Neither societal taboos against broken marriages nor the unwillingness of many people to expose themselves financially or legally to the process of dissolving their unions diminishes the importance of studying divorce in the Old South. As this study will demonstrate, the decision to seek legal dissolution of ones marriage could not be made lightly; the law required that it be supported by persuasive arguments of domestic turmoil and proven by verifiable charges of violation of the marital bonds, a process that entailed a thorough and unsparing look into the domestic lives of those suing for divorce. It was an adversarial process that made it necessary to uncover the intimacy of family life and to draw in all members of the household, free and enslaved alike, in order to obtain the desired outcome. It demanded of those who decided to go forward not only that they overcome their reluctance to initiate action but that they withhold no details in prosecuting it. As a consequence, divorce offers a penetrating view of one crucial aspect of society in the Old South: families in crisis.
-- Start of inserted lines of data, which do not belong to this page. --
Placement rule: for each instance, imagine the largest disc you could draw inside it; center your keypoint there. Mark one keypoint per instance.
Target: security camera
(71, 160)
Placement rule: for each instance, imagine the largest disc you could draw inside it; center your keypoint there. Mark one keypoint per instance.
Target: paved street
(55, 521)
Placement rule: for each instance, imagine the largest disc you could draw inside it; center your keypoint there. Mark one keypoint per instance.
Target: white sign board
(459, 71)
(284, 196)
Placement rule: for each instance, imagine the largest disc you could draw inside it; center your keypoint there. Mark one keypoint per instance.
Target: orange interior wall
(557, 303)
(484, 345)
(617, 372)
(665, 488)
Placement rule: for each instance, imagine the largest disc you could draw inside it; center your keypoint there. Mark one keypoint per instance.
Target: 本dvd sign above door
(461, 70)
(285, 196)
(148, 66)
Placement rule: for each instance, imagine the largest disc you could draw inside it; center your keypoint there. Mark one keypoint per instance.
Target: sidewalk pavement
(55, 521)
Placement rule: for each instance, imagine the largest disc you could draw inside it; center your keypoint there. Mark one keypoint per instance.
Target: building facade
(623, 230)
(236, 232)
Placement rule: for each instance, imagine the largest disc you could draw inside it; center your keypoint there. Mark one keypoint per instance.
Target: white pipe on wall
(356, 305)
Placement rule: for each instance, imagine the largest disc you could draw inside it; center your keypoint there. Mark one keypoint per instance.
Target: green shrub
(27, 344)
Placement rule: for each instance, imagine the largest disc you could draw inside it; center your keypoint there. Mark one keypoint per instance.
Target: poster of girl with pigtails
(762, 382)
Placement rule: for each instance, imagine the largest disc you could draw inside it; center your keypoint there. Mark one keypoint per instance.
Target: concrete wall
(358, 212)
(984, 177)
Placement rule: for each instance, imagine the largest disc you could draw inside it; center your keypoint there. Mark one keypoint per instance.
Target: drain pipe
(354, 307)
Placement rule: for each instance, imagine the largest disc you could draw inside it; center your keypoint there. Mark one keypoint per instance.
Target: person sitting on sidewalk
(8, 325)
This study examines, analyzes, and summarizes the wealth of information about the domestic life of families in crisis found in a small but representative group of divorce, separation, and alimony cases, drawn from every southern state and most geographic regions within each state and from virtually every year during the first six decades of the nineteenth century (see Appendix 2). The collection includes cases presented by 610 white women, 123 white men, and 35 free persons of color from a total of 211 counties in the 15 slave states and the District of Columbia. In one way or another, all of the cases are connected with race and slavery. In fact, many of the cases were filed by women of the slaveholding class. Not only did these women have the financial wherewithal to hire lawyers and prosecute suits more readily than those with less means, but as members of the most prosperous group in the region, they had the most to lose if their families split apart.